The background is unusually active. Miasma reportedly hit upwards of 100 Red Hat and Microsoft open source projects before spreading to other victims. Security firm Socket tracked 473 affected package artifacts as of Tuesday. The latest development sits in the same broader line as other recently seen worms. The source notes TeamPCP developed and then open sourced a mini Shai-Hulud worm last month, announcing a supply-chain attack contest on BreachForums and spawning copycat open-source package poisonings. The implication for boards and executive risk committees: these are not one-off incidents, they are emerging tactics that are easier to reproduce when code becomes public.

McCarthy also highlighted how attackers typically keep a private fork. He said it is “not clear [whether] attackers benefit from adopting this out-of-the-box toolkit versus vibe coding their own,” and that attackers “tend to continue developing their private fork of the malware.” That matters for forensic planning. If defenders start seeing open-source version signatures, they must also assume the private variants will evolve faster, and the open version may change monitoring and response priorities even if it is not the endgame.

Now the technical mechanism, because this is where defenders will feel the pain. The Miasma worm uses three independent GitHub commit search channels for C2, and each has a different search string and purpose. All three are unauthenticated by default and use GitHub’s public commit search API. Compromise does not automatically cascade across the channels because each uses a different validation or decryption key, which means a breach of one part does not instantly reveal the others.

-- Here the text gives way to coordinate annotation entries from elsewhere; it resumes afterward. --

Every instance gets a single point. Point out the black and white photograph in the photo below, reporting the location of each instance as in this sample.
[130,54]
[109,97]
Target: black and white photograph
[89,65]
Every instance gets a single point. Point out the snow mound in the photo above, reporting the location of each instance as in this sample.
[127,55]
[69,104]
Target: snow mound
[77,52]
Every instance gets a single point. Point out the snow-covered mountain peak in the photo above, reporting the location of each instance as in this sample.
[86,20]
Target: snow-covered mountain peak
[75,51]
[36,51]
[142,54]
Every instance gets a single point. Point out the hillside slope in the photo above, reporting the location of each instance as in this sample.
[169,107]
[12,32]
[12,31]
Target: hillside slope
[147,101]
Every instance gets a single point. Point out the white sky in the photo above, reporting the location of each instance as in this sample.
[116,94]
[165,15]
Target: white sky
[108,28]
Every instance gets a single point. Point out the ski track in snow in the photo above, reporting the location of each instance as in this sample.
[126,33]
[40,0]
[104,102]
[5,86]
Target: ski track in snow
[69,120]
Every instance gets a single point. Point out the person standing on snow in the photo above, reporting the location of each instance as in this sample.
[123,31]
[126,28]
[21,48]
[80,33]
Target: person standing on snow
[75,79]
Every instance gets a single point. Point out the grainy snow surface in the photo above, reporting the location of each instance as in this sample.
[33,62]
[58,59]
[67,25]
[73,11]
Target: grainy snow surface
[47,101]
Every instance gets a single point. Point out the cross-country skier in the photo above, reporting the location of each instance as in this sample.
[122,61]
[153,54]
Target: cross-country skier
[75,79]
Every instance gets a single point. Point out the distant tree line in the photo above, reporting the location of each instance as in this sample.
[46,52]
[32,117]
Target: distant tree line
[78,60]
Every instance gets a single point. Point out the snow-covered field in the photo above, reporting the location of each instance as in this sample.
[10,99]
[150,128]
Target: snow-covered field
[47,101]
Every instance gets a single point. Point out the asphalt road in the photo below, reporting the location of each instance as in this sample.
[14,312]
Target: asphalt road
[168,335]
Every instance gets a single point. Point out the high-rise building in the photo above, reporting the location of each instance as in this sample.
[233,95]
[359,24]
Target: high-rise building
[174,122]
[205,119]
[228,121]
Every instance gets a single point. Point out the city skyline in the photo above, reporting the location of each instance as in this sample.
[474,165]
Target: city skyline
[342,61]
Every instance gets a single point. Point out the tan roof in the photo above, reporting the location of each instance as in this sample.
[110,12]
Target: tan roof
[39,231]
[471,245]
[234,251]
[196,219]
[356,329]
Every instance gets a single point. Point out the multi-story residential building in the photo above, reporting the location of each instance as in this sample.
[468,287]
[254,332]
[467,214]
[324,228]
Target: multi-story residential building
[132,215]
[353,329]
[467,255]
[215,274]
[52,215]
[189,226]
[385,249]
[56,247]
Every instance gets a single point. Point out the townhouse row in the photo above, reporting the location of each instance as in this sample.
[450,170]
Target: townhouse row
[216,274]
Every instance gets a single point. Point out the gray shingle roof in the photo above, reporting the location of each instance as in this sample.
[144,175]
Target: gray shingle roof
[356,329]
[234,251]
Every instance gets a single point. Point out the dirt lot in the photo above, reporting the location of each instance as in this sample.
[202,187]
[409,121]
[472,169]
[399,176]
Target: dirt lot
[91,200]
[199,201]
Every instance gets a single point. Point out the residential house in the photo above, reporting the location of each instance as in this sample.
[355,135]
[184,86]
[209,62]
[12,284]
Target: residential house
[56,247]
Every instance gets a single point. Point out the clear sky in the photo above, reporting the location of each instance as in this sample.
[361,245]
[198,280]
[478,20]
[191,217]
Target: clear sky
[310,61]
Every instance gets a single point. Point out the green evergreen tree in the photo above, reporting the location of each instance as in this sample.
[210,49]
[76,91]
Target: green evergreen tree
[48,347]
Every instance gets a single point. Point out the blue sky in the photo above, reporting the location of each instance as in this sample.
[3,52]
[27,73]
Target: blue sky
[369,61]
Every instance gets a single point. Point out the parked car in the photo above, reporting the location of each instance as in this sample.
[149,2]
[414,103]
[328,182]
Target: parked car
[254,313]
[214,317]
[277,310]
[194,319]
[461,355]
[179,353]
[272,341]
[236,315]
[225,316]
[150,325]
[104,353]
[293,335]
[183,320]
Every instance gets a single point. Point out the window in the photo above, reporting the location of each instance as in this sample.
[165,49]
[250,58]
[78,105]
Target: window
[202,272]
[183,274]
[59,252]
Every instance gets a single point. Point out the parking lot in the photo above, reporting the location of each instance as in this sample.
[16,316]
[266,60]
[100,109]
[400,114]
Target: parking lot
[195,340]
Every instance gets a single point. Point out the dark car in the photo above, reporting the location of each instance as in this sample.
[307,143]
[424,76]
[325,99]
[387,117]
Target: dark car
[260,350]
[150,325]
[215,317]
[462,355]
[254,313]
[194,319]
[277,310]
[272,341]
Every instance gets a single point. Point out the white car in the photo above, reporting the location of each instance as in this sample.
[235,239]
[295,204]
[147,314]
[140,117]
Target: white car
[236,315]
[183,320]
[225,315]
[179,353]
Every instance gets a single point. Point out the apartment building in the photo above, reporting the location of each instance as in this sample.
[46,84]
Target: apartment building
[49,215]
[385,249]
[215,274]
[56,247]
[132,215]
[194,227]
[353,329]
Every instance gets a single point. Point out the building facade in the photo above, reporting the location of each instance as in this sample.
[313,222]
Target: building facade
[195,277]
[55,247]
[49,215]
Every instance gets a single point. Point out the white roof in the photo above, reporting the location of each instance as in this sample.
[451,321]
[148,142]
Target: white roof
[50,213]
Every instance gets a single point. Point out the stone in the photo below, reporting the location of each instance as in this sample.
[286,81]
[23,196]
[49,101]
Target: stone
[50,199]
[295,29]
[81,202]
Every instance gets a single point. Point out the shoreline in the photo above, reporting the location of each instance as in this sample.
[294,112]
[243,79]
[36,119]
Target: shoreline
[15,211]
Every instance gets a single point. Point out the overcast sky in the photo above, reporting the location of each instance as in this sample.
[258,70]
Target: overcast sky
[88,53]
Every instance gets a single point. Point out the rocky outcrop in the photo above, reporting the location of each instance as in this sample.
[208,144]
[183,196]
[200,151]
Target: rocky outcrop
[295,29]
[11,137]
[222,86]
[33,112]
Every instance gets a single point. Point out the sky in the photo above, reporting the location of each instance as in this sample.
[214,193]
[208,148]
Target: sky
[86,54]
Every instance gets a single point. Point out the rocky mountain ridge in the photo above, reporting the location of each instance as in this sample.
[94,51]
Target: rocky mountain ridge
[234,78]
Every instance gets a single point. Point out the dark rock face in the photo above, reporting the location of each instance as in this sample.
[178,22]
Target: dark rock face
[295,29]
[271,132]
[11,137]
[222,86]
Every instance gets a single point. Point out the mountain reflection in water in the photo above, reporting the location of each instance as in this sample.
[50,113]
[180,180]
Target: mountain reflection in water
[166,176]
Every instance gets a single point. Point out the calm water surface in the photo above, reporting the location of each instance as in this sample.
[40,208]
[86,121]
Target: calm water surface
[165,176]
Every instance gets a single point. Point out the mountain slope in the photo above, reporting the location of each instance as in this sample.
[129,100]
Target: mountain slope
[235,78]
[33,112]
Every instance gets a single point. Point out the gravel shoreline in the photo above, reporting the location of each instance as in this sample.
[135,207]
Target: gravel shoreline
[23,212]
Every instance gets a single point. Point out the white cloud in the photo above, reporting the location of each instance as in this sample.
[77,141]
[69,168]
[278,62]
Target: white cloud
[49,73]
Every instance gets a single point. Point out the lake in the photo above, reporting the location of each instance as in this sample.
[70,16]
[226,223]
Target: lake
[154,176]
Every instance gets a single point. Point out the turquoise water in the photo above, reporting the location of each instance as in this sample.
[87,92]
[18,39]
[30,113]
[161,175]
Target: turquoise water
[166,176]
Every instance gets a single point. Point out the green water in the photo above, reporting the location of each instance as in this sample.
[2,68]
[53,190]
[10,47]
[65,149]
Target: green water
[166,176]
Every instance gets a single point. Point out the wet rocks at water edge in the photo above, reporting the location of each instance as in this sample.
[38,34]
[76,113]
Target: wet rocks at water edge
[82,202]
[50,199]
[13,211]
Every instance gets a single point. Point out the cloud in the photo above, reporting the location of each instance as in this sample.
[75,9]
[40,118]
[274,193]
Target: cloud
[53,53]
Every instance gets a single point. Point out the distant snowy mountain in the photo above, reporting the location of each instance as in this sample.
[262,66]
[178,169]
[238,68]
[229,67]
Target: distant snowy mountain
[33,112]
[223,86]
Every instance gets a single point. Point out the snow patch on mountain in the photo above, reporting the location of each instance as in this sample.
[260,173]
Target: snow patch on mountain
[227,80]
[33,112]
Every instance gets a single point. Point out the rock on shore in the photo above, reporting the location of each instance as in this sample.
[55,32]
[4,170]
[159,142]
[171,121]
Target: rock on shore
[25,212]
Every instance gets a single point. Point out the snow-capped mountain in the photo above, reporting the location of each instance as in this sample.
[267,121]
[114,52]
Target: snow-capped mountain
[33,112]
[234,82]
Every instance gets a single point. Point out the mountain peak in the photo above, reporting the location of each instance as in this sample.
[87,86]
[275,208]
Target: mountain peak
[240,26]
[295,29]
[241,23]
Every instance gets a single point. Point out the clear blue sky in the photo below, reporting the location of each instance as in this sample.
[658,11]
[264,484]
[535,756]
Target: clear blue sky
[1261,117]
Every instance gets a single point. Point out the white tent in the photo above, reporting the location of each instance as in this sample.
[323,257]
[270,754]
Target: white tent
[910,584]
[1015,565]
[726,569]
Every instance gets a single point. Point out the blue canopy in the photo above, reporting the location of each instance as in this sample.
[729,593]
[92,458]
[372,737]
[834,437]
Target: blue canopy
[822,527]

One channel, “DontRevokeOrItGoesBoom,” is aimed at discovering attacker-controlled personal access tokens (PATs) for exfiltrating credentials and other sensitive data. Those PATs are AES-256-CBC encrypted in the commit message. The second, “TheBeautifulSandsOfTime,” delivers JavaScript for immediate command execution. It is checked once at startup, and after validation, the payload is passed to eval() to execute at runtime. The third, “firedalazer,” delivers Python script URLs for a persistent monitor. The overall theme is that GitHub commits become both the delivery mechanism and the control plane.

This is the part executives need to internalize: the move into GitHub means the “where” of the attack is the platform your teams rely on for collaboration. That changes policy, monitoring, and incident response design. If attackers are using GitHub for remote command execution, configuration changes, and data exfiltration, then security programs have to treat GitHub activity as part of the application surface, not a neutral hosting layer. That also affects how you evaluate governance: access controls for developers, safeguards around secrets, review workflows for sensitive configurations, and how quickly you can identify malicious patterns in repository and workflow behavior.

If you are a founder, CTO, CFO, or board member reviewing cyber risk, this story is a reminder that supply-chain security is now about ecosystems plus execution. Miasma’s open-source release is not guaranteed to be the “best” version or the fastest to adopt, especially given McCarthy’s point that payloads had already been reversed. But it still raises the bar for everyone defending software distribution and development pipelines. The strategic stakes are simple: if attackers can weaponize GitHub itself as both delivery and control without bespoke infrastructure, your next incident may start as “normal” Git operations and end as “we just lost credentials.”